Last week sometime 3 Talk apparently brought in a panel of people to discuss the topic "Why get married". I missed the show but my friend Emma posed the question to me and asked that I write this piece. Enjoy:


Marriage, to most implies a committed, monogamous relationship. Yes, Jacob Zuma will dispute that because in many cultures one may take multiple partners. Polygamy aside, marriage is seen by a fair majority of society as a coming together of two souls as one...biblically anyway. To the modernists who constitue a fairly sizable amount of people will argue that if two people really love each other, a wedding won't enhance that, they can just live together and make each other happy. To the pessimists (for want of a better word), marriage is just a sham to legally chain two individuals together in what eventually devolves into a loveless, sexless, unhappy, monotonous boredom.

So then, why get married? I posed the question on Facebook and Twitter and was inundated with 5 responses. One of my tweeps said that getting married is like investing in the person your with. Some Facebook friends said things like "because she wants to", "because it's tradition and vat en sit (living in sin) is frowned upon" and "weddings are fun, so if both are keen, why not?" All fair points with some truth to them in my opinion.

I'll be honest, I've always wanted to get married, have kids and do everything in my power to make my wife happy and my kids proud. It's always been a dream of mine because I was raised in a home like that, and it made me happy. It brought stability to my life. However, while I'm being honest, as I've grown and as I've learnt what it really means to love someone completely and what it means to be there for someone, I've also come to see getting married in a more black and white sense.
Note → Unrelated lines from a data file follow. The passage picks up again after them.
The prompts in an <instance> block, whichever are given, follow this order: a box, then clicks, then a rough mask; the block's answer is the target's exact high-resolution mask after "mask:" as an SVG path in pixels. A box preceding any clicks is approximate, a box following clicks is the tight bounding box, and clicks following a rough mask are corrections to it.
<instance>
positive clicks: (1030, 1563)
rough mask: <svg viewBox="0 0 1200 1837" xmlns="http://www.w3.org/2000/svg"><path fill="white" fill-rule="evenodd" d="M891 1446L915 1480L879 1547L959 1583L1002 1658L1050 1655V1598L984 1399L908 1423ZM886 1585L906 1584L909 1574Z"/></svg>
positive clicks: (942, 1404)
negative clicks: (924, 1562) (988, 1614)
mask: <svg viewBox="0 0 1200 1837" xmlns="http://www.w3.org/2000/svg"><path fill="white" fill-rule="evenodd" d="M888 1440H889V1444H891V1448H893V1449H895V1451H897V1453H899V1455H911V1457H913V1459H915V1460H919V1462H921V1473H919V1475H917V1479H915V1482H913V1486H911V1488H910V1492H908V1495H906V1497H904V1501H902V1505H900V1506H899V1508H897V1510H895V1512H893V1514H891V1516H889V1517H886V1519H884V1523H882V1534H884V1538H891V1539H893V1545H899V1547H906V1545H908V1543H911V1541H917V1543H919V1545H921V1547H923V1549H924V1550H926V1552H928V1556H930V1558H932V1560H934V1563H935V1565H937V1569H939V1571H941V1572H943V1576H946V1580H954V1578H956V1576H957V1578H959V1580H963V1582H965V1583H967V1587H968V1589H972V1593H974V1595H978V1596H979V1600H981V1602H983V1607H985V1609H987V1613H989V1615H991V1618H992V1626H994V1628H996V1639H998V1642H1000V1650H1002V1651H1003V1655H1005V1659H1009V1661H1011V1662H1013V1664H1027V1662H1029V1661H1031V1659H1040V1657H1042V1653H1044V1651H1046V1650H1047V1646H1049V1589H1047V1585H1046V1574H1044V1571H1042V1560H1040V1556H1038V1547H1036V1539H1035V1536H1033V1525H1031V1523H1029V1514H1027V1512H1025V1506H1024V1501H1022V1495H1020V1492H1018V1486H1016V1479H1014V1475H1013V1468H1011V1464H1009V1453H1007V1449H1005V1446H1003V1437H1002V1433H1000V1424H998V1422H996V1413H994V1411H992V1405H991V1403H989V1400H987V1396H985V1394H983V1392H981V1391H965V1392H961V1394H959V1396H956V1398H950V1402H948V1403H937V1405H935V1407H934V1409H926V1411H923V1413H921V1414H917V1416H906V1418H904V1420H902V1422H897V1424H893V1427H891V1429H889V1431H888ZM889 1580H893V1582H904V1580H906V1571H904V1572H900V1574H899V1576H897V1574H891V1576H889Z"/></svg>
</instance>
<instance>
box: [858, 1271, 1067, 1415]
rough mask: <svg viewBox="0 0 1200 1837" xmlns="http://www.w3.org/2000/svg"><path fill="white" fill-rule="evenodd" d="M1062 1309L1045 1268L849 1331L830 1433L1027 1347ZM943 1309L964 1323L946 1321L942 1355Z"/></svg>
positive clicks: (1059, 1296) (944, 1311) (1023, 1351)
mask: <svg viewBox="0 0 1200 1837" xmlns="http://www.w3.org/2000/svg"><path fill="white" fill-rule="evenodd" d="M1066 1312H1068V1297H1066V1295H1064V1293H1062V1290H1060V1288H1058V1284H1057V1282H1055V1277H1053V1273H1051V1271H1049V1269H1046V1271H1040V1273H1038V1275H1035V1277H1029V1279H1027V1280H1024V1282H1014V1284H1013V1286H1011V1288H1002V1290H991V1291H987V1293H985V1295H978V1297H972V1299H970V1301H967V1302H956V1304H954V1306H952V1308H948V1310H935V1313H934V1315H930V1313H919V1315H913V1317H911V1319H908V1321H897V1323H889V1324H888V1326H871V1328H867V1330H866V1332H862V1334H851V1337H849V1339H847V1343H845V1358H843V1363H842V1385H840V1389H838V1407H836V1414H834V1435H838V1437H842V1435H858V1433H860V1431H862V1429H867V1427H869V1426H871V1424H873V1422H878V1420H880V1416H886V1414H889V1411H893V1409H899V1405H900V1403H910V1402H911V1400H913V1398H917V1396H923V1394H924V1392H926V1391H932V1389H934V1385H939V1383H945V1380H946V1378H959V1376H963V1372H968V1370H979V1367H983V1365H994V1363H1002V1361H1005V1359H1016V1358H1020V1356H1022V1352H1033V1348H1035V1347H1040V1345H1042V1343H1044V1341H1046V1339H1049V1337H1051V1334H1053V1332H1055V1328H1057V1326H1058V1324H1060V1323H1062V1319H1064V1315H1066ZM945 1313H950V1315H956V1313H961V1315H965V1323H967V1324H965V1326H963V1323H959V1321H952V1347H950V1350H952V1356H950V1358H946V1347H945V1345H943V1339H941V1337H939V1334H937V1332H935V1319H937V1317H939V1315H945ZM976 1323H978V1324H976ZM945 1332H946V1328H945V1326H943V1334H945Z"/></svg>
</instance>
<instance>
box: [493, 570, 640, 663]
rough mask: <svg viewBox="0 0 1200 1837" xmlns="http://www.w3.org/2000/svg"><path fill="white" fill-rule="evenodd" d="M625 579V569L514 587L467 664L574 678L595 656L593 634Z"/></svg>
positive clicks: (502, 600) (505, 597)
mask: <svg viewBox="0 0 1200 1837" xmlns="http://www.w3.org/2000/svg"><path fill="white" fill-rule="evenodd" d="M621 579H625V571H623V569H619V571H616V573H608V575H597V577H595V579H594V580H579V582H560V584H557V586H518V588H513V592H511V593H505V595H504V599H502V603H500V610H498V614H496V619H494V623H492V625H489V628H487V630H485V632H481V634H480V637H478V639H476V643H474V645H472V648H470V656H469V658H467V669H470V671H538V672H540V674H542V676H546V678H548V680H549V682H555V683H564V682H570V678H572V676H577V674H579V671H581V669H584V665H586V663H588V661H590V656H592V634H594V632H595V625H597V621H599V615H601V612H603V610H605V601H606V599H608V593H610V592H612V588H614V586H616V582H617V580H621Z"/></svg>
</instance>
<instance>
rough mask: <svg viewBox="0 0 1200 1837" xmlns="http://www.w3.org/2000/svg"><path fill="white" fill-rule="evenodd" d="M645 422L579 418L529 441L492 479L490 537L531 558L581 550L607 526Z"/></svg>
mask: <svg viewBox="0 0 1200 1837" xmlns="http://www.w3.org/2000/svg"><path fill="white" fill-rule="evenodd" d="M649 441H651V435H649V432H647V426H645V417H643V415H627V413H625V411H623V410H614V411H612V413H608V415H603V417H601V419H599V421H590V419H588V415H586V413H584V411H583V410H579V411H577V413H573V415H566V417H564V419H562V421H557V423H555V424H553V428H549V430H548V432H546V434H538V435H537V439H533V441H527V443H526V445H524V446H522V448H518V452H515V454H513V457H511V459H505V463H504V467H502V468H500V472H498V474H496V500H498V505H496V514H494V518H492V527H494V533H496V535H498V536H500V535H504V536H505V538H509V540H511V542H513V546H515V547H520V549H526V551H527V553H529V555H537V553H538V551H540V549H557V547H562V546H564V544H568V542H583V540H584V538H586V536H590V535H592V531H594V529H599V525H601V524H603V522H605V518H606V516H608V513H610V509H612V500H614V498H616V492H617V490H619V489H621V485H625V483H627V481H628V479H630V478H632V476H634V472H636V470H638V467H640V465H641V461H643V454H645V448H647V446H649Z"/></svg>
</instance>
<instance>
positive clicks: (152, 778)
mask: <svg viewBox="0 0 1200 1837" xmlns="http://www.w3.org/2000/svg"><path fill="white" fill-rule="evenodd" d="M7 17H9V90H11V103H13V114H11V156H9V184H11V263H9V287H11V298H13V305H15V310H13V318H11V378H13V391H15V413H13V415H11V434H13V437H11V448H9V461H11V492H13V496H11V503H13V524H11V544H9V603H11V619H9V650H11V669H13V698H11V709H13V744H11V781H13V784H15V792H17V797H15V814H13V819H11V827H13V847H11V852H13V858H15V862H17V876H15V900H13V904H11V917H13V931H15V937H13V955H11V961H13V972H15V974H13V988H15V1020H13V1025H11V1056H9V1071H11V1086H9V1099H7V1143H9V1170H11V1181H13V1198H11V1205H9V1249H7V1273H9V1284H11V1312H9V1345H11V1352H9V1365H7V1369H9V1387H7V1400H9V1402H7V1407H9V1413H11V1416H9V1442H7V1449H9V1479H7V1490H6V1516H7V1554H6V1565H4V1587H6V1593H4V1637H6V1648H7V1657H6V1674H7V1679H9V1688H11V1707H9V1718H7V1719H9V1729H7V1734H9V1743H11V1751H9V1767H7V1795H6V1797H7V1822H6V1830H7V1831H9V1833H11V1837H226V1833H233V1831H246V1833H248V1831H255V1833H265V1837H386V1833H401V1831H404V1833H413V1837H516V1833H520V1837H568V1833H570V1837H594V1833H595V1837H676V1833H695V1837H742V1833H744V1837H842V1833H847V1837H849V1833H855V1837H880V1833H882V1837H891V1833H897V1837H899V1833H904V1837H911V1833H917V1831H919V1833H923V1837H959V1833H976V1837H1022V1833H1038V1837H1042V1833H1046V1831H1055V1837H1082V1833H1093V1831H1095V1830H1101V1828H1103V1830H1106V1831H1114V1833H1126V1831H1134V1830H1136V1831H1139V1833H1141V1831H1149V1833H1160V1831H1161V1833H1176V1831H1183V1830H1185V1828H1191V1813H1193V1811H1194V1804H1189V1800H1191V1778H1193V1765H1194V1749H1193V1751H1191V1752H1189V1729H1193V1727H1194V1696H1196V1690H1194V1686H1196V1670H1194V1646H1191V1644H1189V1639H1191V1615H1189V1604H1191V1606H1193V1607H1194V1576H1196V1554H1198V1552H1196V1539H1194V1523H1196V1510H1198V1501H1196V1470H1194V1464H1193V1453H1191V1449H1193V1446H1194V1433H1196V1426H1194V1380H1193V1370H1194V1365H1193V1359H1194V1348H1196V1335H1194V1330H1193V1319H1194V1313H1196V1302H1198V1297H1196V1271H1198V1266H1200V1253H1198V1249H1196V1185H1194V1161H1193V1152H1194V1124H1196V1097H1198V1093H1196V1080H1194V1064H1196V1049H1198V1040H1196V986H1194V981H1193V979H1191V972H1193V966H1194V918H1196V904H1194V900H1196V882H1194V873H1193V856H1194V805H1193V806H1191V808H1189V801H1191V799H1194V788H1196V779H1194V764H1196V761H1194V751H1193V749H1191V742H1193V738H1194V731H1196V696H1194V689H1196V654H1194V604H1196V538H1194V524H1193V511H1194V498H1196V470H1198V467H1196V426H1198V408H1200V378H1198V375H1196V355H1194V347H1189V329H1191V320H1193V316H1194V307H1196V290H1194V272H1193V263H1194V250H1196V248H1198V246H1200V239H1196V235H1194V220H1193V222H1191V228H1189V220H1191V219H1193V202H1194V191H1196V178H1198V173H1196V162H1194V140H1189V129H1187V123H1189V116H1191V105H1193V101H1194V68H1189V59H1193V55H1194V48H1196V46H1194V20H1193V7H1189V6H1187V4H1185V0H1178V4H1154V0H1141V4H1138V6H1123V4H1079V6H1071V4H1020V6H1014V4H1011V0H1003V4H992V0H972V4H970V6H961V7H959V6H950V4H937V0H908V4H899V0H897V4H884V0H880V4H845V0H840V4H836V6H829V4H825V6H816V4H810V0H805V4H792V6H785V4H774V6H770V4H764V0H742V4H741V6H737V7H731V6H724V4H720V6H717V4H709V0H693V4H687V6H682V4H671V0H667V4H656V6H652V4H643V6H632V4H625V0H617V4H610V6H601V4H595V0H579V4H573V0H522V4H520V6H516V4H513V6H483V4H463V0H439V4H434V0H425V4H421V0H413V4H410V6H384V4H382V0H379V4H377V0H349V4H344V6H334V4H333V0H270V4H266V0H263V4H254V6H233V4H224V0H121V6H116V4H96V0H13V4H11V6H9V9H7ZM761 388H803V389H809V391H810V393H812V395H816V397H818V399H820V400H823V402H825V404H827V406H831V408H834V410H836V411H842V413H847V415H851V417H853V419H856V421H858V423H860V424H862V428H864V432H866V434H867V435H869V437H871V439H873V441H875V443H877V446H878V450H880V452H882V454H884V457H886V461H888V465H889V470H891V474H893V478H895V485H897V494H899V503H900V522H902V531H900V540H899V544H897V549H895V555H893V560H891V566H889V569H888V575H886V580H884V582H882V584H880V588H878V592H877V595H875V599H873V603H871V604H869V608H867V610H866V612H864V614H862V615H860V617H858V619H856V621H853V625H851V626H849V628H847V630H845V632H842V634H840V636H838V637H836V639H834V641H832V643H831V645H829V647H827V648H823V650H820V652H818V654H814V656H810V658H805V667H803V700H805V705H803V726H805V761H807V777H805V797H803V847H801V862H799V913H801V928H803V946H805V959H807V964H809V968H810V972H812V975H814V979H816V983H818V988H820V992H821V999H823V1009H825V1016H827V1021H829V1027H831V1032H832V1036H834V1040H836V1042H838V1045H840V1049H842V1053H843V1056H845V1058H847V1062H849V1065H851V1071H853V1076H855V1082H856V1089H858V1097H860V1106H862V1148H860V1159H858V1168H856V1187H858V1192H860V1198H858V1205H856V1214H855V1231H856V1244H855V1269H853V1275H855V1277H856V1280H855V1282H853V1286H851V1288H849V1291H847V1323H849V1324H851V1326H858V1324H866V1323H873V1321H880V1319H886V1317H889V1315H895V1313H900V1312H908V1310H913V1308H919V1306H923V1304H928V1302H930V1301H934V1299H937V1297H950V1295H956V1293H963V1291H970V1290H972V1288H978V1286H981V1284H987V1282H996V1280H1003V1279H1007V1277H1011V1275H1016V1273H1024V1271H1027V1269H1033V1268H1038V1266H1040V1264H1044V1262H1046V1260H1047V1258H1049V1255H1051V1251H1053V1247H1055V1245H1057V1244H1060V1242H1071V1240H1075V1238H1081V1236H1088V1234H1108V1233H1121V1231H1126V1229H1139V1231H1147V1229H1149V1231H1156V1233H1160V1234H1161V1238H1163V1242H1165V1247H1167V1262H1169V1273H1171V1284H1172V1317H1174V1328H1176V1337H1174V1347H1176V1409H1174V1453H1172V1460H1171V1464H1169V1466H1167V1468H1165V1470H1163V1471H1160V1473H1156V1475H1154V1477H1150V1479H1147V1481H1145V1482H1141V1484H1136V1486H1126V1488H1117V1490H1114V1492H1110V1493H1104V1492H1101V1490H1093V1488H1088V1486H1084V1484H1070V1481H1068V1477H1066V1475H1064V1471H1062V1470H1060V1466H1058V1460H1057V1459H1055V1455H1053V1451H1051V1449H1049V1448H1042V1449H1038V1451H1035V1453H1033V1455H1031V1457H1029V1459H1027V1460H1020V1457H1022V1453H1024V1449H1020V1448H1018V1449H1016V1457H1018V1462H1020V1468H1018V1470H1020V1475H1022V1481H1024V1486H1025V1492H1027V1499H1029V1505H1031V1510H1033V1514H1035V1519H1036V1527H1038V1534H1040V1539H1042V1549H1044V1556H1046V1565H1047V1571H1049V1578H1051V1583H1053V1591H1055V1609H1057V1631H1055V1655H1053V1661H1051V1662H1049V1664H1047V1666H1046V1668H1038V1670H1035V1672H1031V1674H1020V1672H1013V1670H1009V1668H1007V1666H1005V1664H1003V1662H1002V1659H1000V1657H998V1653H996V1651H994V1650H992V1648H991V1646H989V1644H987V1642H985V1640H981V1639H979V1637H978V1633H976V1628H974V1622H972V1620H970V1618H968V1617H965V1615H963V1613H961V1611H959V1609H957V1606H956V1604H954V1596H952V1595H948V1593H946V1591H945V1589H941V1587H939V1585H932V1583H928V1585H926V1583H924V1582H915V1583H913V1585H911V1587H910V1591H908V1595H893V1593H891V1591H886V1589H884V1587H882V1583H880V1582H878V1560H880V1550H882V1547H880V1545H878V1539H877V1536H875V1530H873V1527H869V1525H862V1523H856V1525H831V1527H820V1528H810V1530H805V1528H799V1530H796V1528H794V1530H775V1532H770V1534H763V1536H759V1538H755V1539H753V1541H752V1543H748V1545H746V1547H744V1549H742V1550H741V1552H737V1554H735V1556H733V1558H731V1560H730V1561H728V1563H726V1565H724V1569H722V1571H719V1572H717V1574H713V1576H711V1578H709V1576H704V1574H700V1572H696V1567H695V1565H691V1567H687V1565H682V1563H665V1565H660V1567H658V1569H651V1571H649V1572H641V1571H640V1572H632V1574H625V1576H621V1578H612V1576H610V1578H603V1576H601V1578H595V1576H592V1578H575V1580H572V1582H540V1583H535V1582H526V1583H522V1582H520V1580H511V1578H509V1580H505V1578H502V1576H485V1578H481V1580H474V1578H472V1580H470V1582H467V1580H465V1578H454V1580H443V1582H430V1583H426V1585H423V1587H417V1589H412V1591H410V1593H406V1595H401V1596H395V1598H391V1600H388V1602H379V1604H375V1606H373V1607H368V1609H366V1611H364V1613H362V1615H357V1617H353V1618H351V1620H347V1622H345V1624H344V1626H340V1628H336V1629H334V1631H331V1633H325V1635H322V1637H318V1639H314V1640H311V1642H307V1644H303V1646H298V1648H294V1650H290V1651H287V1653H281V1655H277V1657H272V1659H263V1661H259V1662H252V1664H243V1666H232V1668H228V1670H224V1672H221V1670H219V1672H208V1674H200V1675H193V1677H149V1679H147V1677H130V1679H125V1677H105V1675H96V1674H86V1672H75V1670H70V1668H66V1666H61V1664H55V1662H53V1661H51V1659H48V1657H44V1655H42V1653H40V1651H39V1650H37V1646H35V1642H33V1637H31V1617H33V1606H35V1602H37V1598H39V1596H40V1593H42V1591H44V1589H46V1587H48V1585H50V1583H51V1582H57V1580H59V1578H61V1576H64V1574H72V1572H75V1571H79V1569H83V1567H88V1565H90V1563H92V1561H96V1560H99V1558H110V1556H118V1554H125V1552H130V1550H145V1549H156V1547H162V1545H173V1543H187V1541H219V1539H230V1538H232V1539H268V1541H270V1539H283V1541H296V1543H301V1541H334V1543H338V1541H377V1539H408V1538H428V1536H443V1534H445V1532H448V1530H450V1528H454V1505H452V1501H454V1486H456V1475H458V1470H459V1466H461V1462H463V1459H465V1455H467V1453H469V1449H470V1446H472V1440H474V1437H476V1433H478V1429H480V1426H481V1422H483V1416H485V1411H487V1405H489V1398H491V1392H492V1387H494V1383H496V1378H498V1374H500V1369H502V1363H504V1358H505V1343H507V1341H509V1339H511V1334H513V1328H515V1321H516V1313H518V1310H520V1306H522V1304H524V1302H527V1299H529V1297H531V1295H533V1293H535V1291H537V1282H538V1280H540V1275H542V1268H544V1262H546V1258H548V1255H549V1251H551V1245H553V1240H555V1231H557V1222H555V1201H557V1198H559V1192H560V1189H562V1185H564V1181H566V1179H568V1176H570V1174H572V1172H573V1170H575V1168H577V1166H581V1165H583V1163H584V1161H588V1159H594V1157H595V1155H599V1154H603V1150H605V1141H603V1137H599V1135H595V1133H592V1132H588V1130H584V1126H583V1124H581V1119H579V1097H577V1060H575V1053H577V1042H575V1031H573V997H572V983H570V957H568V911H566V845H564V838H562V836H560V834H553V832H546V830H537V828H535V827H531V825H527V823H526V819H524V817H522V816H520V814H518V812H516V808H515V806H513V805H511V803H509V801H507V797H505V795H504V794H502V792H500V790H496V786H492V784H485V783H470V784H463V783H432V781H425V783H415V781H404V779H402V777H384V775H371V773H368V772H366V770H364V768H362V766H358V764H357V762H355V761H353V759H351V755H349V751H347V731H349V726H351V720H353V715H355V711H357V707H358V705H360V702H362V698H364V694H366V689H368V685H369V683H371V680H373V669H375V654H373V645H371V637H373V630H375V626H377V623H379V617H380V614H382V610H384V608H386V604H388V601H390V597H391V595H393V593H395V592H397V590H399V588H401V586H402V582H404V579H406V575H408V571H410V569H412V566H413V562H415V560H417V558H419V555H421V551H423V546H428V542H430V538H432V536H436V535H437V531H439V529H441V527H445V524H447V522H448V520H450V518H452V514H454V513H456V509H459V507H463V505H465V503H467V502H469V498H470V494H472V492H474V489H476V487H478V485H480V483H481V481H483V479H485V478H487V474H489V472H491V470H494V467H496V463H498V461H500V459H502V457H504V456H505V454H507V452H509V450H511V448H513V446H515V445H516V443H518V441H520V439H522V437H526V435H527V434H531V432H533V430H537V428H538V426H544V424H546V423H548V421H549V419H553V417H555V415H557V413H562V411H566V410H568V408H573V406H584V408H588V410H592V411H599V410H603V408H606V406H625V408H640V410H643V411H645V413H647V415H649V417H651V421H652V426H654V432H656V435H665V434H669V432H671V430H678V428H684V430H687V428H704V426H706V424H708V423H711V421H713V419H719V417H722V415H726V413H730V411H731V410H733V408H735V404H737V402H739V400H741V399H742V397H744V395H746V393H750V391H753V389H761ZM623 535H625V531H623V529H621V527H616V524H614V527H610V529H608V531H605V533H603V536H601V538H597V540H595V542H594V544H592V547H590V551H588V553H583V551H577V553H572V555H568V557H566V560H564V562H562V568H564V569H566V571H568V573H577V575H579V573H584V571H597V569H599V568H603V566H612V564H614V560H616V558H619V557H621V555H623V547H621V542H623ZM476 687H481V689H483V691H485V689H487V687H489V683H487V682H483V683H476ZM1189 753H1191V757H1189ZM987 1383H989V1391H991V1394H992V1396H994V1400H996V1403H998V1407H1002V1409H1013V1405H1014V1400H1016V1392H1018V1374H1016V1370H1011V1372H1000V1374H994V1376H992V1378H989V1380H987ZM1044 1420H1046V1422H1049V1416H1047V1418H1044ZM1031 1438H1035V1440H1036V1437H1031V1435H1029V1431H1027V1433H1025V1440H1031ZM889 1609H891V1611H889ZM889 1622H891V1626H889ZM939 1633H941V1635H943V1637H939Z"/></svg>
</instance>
To be honest, be it the fairytale destination wedding you've had in your head since you were 5 years old with volcanoes erupting and waves crashing in the distance to signify your love, or a visit to the local municipal court to "sign the papers", getting married all boils down to a legal contract. A contract which determines what will happen in the event that one of you wants to buy a sofa from Russels on account. A contract which can protect some of your assets if one of you goes into bankruptcy. A contract which says who gets what property and how many kids should things not work out. This contract can also provide you with certain other financial benefits, lower insurance premiums and loan interest rates. For the economists and rationalists, getting married just puts everything on paper, organizing, simplifying love. It takes all the emotion out of things and rationalizes it. Logically, it makes sense to get married.

I'm almost certain that at this juncture half of you think I'm nothing more than a cold, calculating individual. Fair enough, but while I hold all of those views of getting married, I don't hold the same view of marriage, and let's all face it, any one can say "I do", which is what getting married is. The marriage on the other hand, the tumultuous ups and downs, the fights, the bitterness, the second guessing, all of that is what actually matters in my view. When, not if, your MARRIAGE gets tough and you start to weigh the joy you get out of the relationship against the misery it brings you, will your desire to walk away to 'greener pastures' outweigh your desire to stay? After every fight will you want to run away? If leaving is what you'll want to do, then I have two simple words I'd advise you use on your wedding day: "I don't."

However, if you'll always want to stay, if you'll always want to work things out, if you'll always be prepared to put your pride aside to deal with the real issues I ask you now, why not get married?